What’s worse, the boy was served with warning letters for being away from school while he was getting medical treatment. Did the headmaster know that?

And there is that big question: Was the teacher racist? Was the difference of punishment due to the difference in race?

It should not be. Remember our current Prime Minister’s famous speech about “anak Melayu, anak Cina, anak India, anak Kadazan, anak Iban”? It was Gettysburglike, something we should all hold him to.

There can be no racism in schools. We don’t need people like that teacher in the system. What we could do with are people like Michael Tong Wai Siong.

For the last 16 years, the now 55-year-old has played father to three Malay boys.
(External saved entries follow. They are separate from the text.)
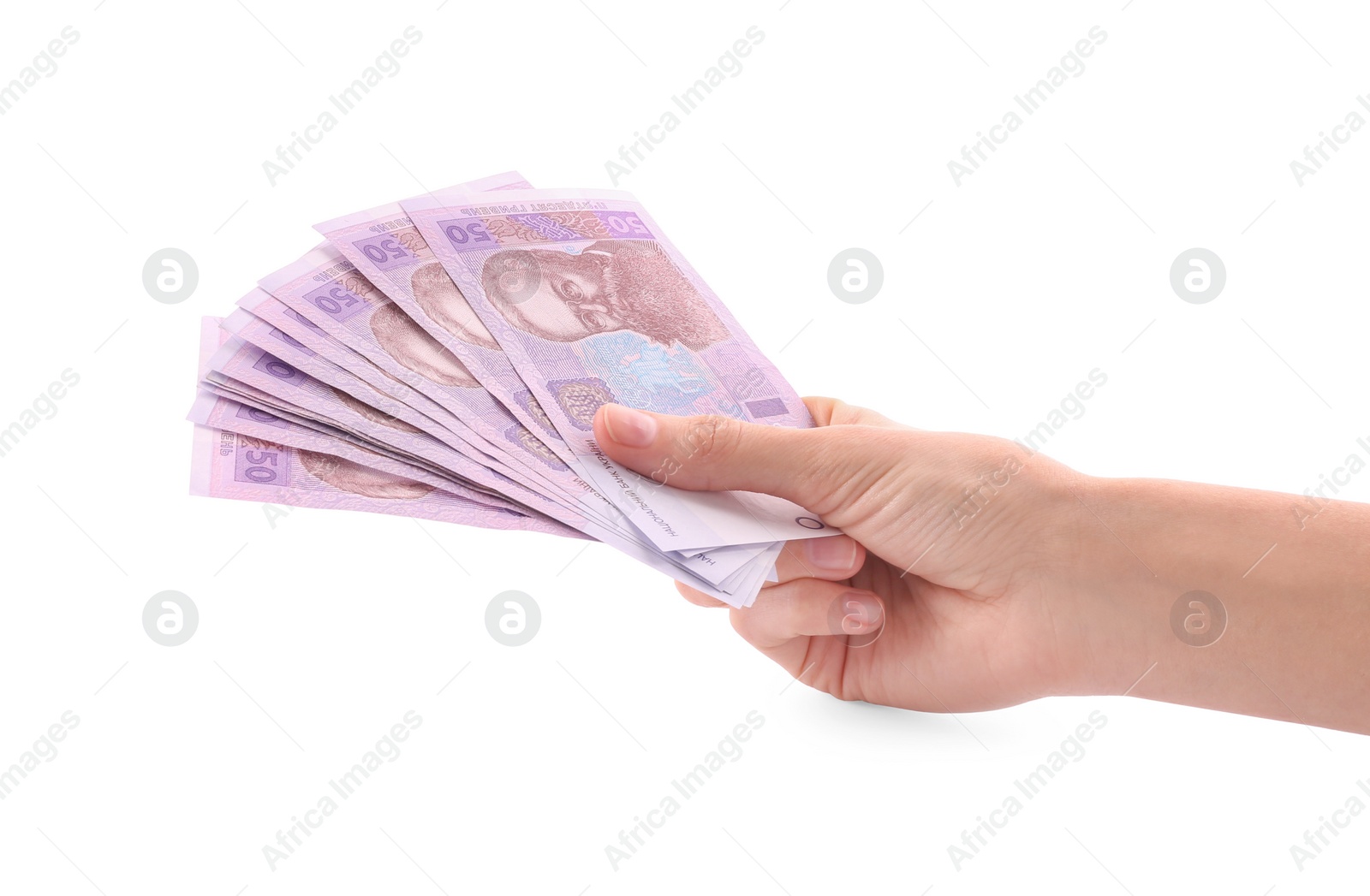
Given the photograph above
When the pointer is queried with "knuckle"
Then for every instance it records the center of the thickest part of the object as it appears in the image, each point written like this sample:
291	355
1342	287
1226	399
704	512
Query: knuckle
717	437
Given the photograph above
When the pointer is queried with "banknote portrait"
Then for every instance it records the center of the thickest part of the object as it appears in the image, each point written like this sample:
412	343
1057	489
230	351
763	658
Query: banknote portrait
358	480
610	285
442	300
411	347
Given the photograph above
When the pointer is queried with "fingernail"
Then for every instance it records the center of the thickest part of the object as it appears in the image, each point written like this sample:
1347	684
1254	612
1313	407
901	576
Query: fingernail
833	552
862	613
628	426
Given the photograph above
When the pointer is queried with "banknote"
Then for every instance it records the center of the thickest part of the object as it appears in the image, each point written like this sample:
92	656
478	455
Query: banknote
554	480
335	364
228	463
591	303
390	252
719	573
333	294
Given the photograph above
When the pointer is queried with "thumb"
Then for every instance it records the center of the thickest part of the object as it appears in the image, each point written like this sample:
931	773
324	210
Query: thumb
719	454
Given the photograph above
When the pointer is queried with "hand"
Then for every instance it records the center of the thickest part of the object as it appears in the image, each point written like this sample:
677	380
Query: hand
940	596
977	574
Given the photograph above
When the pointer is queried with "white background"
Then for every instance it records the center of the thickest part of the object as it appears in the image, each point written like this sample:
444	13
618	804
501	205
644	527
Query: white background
319	633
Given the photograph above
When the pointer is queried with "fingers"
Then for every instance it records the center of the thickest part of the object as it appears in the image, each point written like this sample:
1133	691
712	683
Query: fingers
833	559
696	596
717	453
837	412
807	608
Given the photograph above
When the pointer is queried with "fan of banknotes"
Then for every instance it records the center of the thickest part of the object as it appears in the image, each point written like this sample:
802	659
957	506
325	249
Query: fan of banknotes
443	358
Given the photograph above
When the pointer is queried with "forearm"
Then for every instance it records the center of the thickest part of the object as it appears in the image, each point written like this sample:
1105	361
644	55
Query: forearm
1291	573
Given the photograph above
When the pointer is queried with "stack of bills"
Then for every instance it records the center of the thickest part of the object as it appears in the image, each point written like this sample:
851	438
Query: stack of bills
443	358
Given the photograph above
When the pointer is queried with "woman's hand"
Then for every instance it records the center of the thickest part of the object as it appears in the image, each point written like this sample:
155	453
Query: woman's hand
977	574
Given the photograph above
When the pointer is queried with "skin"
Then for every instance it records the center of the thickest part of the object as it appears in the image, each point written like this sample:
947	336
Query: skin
1048	583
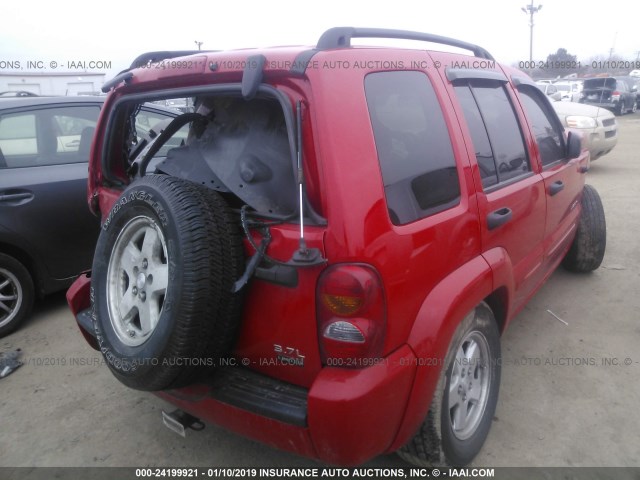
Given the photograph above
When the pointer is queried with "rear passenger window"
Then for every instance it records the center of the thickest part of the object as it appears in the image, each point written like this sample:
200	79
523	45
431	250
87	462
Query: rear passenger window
495	131
414	149
47	136
547	132
18	135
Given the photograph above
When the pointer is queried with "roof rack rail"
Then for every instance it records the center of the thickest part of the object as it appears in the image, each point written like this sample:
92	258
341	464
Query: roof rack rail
143	59
340	37
163	55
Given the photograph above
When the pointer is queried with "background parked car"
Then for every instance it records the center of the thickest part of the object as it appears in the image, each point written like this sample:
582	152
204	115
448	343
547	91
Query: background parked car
550	89
598	126
614	93
47	234
571	90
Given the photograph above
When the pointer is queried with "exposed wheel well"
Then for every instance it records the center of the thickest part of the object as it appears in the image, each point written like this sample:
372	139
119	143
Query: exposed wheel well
498	303
28	263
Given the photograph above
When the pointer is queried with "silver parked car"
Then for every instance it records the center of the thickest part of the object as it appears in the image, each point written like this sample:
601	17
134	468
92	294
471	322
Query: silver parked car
598	126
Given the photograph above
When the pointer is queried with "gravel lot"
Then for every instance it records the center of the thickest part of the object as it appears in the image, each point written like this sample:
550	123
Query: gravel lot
569	393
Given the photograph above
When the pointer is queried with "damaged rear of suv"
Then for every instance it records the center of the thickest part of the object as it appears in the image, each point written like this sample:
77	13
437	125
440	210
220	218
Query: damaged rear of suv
323	253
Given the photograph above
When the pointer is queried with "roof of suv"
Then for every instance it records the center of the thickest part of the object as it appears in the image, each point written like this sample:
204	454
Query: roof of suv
12	102
293	60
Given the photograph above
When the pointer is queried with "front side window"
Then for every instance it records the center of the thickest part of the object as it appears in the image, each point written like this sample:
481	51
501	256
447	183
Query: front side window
414	149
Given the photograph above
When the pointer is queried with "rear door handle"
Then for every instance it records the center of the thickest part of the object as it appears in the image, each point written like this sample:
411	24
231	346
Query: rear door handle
556	187
498	218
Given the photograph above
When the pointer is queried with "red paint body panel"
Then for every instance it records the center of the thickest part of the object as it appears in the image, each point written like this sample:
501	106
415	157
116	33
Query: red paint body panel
434	270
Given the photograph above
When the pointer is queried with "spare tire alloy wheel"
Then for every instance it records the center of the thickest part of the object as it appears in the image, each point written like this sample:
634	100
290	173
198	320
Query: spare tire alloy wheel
165	263
137	279
462	408
16	294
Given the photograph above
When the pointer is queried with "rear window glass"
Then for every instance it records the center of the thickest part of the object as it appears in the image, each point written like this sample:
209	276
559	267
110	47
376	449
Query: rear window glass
414	149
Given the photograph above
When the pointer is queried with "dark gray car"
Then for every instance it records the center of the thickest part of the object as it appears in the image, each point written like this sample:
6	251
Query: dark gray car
47	233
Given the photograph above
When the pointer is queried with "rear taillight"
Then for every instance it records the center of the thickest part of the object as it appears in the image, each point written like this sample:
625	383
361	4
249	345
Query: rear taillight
351	315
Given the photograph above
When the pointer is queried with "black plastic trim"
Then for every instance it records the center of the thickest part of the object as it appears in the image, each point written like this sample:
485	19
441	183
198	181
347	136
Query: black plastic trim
262	395
125	77
454	74
144	58
340	37
283	275
302	61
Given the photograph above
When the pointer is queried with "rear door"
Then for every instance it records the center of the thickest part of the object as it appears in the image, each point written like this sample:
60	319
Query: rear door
43	184
511	197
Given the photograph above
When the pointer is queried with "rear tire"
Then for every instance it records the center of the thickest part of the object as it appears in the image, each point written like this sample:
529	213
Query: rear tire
588	247
16	294
463	405
165	263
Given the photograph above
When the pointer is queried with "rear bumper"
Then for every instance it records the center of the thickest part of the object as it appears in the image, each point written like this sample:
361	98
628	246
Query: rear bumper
346	418
601	141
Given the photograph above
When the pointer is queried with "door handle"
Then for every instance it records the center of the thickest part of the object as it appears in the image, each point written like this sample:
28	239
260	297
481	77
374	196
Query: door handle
556	187
498	218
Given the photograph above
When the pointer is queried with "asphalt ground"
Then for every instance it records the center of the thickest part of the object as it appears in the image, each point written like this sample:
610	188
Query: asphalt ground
569	396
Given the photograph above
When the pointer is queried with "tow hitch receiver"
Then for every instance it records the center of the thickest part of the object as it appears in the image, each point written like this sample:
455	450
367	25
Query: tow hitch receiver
179	421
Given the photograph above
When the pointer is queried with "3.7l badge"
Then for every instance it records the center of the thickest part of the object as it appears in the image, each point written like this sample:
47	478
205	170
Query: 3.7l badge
288	355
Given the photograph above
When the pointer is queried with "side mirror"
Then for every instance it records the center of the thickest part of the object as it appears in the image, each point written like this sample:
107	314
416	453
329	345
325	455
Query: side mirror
574	145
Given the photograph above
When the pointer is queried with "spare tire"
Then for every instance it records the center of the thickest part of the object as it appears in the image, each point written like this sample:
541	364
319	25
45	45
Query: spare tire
165	263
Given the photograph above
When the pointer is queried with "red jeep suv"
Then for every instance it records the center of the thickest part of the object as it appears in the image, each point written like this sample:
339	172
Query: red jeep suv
322	252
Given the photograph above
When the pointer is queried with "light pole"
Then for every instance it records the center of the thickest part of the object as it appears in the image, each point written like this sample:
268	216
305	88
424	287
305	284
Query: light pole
530	10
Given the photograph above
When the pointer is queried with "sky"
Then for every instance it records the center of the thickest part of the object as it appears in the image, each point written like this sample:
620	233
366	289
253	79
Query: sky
117	31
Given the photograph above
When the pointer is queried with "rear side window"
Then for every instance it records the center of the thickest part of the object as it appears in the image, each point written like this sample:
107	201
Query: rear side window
47	136
414	149
18	135
497	139
548	133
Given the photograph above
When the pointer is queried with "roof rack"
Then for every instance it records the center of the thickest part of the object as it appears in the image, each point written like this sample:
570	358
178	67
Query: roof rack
340	37
143	59
153	57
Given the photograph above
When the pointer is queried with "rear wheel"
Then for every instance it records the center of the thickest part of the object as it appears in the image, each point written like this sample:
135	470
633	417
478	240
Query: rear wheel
465	399
588	247
165	263
16	294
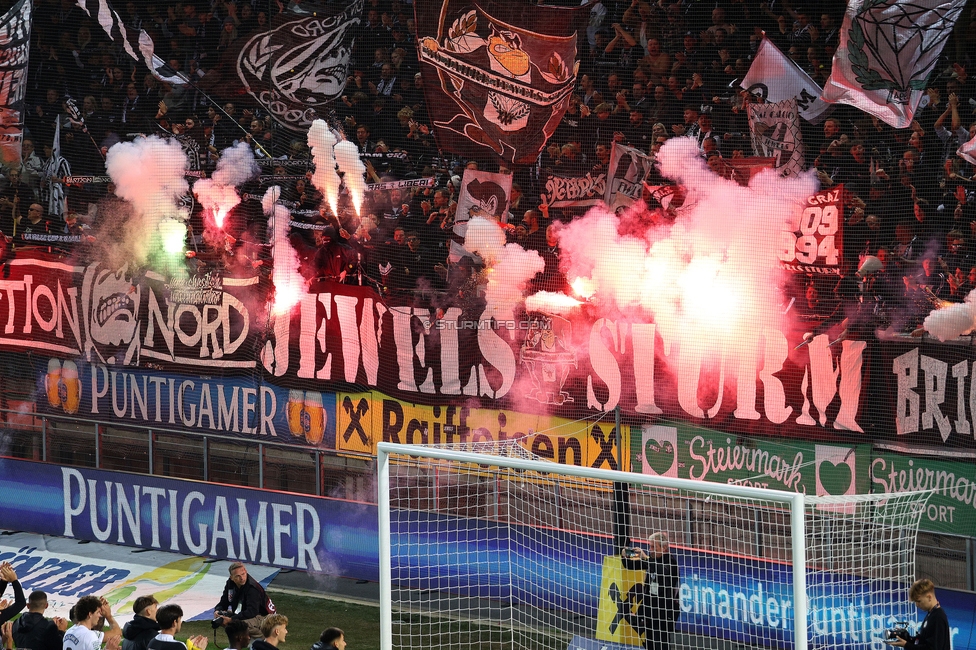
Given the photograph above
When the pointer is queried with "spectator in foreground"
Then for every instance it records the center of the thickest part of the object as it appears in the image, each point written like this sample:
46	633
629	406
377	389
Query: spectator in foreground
237	635
33	630
331	638
143	628
934	633
90	615
274	629
170	620
7	574
243	599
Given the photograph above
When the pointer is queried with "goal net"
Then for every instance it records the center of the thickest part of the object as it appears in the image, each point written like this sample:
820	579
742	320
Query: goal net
488	547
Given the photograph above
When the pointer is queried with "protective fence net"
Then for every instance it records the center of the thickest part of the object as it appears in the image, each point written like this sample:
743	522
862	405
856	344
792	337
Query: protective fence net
246	242
491	549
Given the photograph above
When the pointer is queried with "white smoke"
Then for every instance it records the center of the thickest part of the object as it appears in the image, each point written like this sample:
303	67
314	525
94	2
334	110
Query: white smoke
508	267
322	142
551	302
353	170
218	194
288	283
150	174
954	320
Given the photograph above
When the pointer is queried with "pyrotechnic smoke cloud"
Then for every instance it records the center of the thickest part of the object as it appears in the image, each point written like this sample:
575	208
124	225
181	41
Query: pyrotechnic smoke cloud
353	169
149	173
218	194
712	278
507	266
953	320
322	141
288	282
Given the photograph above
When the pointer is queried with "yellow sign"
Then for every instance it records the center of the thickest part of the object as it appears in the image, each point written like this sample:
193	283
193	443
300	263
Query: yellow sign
365	419
617	602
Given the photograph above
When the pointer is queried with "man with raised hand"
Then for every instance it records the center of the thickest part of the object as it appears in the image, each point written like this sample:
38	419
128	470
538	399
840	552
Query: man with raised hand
33	630
90	615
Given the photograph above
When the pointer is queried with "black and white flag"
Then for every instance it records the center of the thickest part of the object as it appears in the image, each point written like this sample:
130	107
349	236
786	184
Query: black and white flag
15	47
134	43
626	174
299	66
887	50
776	134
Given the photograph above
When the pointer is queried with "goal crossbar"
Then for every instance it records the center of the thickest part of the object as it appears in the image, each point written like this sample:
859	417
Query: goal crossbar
795	501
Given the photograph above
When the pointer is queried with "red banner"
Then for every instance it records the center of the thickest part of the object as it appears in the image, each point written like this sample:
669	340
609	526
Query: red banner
498	75
813	242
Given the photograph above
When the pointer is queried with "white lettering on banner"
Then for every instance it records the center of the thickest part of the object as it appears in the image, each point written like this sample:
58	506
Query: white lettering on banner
912	479
203	523
197	404
909	412
757	361
722	459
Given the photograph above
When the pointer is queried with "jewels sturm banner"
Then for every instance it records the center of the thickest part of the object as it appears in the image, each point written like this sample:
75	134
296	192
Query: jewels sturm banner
342	335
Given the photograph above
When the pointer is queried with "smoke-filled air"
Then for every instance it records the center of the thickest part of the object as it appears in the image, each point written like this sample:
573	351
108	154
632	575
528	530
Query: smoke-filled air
353	170
218	195
149	173
288	283
322	142
508	267
710	278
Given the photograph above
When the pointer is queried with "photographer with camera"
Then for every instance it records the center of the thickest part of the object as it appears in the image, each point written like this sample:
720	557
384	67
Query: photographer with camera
243	599
934	632
658	595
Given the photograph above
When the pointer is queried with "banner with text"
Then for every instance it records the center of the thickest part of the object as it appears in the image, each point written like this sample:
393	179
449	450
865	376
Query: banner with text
813	241
366	419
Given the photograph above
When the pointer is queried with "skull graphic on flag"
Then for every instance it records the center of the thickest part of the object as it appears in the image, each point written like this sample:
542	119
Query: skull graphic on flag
509	81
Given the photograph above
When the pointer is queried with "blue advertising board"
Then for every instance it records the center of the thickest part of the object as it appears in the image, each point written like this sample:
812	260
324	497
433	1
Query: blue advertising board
190	517
723	596
231	405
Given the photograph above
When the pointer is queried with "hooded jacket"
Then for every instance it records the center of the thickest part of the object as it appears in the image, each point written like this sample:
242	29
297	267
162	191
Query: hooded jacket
34	631
138	632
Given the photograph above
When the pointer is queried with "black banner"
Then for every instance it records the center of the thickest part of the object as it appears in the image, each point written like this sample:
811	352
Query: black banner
498	75
299	66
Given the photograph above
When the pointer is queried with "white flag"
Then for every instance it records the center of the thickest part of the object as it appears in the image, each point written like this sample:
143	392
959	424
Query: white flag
776	134
886	52
626	173
779	78
968	152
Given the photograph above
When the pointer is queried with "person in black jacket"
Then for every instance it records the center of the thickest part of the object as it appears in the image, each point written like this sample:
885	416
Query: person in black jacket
170	619
274	629
658	607
934	632
7	574
243	599
34	631
143	628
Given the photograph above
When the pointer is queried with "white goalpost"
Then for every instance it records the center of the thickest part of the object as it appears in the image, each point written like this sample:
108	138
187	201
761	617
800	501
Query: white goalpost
484	546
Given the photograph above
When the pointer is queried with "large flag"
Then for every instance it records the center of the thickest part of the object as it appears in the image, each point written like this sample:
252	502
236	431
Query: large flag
15	46
55	169
130	40
626	174
299	66
886	52
497	75
775	130
777	78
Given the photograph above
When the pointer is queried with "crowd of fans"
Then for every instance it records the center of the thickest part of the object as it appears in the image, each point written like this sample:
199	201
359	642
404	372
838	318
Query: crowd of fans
648	72
92	626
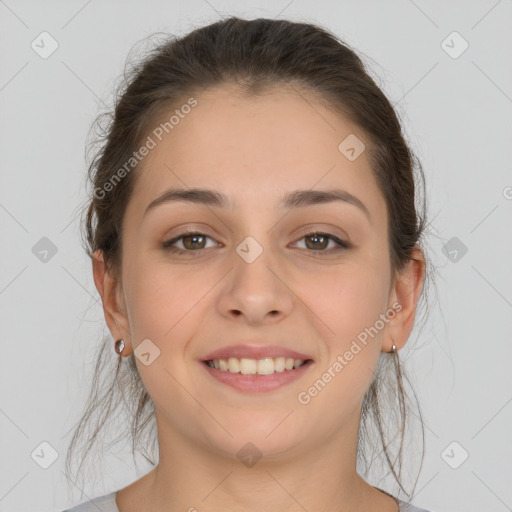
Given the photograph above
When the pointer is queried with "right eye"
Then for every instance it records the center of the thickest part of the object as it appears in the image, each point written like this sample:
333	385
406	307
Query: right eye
191	241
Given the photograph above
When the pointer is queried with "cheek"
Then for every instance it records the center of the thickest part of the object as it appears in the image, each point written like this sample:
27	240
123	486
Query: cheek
347	300
165	301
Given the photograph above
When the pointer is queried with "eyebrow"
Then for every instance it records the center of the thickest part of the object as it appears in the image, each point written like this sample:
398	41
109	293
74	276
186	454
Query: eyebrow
294	199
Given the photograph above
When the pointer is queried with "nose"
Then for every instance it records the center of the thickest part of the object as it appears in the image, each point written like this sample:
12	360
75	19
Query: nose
256	292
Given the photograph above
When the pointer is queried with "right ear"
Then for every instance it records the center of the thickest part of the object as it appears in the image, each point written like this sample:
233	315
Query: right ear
113	303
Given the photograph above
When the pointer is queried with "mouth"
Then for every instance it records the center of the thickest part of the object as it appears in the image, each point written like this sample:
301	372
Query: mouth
265	366
256	375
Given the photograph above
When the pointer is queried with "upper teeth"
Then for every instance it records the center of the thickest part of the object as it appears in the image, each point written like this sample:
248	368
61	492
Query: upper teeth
264	366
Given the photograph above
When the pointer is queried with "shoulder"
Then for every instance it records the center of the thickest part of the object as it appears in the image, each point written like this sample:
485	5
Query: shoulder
106	503
408	507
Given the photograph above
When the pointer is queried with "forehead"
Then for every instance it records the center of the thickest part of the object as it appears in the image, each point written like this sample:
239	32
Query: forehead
254	149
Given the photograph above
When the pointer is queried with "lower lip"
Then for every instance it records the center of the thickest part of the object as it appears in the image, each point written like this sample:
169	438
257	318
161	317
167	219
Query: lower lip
257	383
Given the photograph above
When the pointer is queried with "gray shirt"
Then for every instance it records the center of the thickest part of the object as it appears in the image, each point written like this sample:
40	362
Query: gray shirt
107	503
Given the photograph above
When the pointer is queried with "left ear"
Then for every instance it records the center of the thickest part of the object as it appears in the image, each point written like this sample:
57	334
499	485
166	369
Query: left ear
406	291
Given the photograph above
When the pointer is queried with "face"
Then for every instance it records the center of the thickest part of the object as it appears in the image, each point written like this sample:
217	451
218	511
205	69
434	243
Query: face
256	275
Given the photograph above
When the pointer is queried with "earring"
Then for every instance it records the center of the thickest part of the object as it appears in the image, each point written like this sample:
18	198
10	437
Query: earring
119	347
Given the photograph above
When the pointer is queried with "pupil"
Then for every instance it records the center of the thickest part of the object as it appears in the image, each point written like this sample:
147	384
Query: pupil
193	237
316	237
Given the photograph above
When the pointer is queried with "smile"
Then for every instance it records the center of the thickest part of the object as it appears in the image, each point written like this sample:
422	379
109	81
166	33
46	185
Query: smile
256	375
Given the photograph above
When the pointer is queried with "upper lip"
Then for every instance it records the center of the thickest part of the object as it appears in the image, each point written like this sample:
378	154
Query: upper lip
254	352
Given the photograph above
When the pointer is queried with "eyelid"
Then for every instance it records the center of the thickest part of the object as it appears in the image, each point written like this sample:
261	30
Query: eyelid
341	244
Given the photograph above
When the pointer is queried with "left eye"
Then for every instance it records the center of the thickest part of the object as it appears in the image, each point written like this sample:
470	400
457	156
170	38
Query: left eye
320	241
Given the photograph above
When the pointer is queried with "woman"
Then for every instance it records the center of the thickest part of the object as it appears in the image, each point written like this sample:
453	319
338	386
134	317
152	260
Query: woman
255	243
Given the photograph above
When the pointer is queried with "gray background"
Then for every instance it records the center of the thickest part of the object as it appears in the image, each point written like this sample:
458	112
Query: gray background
458	116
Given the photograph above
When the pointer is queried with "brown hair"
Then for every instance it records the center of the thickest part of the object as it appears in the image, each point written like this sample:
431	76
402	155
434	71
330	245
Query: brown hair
256	55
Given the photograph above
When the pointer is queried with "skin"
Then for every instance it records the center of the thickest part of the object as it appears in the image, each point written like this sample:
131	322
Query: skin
254	150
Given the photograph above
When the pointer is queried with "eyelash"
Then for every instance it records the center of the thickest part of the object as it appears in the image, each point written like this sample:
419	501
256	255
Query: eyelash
342	245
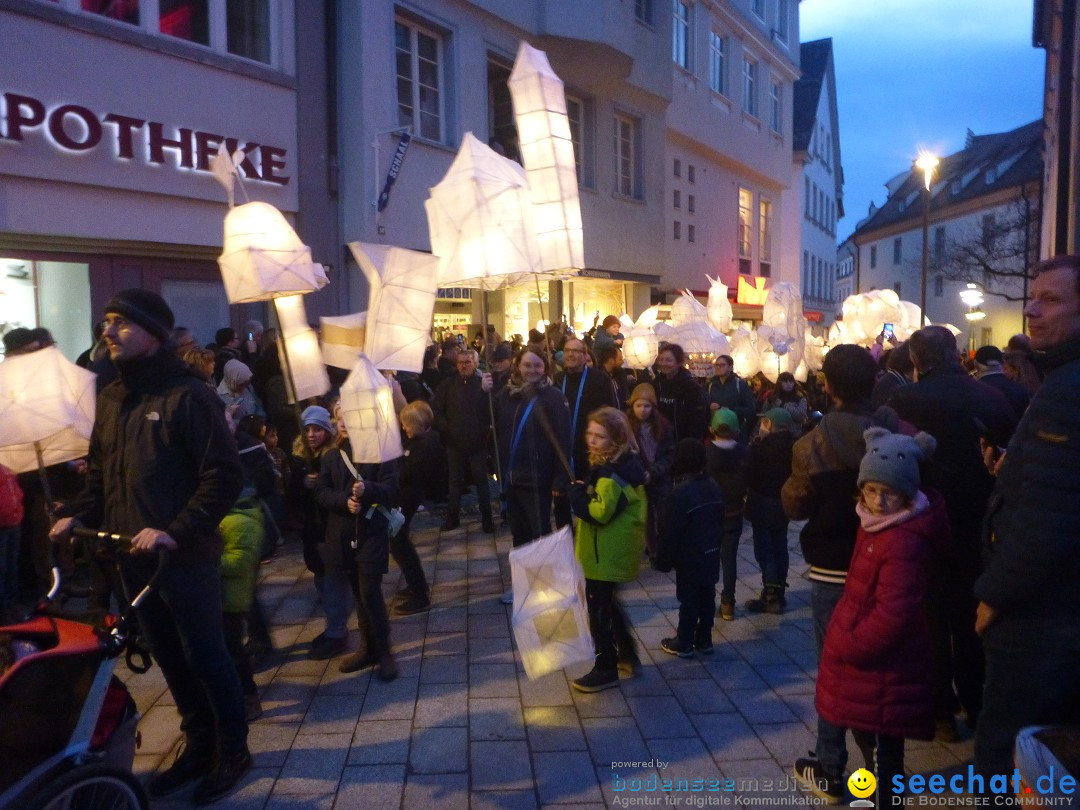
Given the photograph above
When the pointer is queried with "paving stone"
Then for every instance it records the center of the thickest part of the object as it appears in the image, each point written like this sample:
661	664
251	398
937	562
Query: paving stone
496	718
380	742
565	777
500	766
370	785
440	751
He first saw one of them when he was a 39-year-old visiting an orphanage in Gombak, Selangor.

The boy, who had learning difficulties, was sitting alone. Tong took him under his wing, putting him through tuition classes to make school easier. He also took the boy home.

Not only that, he also “adopted” the boy’s two brothers who were in a different orphanage.

He raised them as good Muslims, getting them an ustaz for religious classes and even preparing the early morning meals for the boys during Ramadan. It is heartwarming.

There was also Chee Hoi Lan, who was given the Ikon Ibu Sejatikeluarga Malaysia award in 2022. She raised a child who was abandoned at the age of two months by her biological mother, an Indonesian citizen.

Chee, a kindergarten teacher, adopted the child and single-handedly raised her as a good Muslim for 24 years now.

Both Tong and Chee are true Malaysians who understand what multiculturalism is.

I would love it if we could get more such heartwarming stories, especially the other way around. Wouldn’t it be wonderful to also hear of a Muslim who raises a non-muslim child in the religion of his or her birth?

There is also hope in people like 20-year-old Chinese lad Jeremy Wong Jin Wei and 24-year-old Malay-pakistani Zubir Khan.

Wong is Chinese but is as Indian as they come. He loves Tamil movies and Tamil songs and speaks the language fluently. He even has a couple of Indian names he has given himself – Jerogunathan Wongasamy, and Jerthalaiva Wongbeng, his Tiktok moniker.

While Wong may love Tamil songs, Zubir has become a huge Tamil singer with his hit single Macha Macha Nee Ennoda Macha, which garnered 3.5 million views on Youtube in just over five months. He, too, is surrounded by Indian friends.

In a country wracked by apartness, people like Tong, Chee, Wongasamy and Macha Zubir show us one thing – in the midst of all the bleak news, there may yet be hope for our country.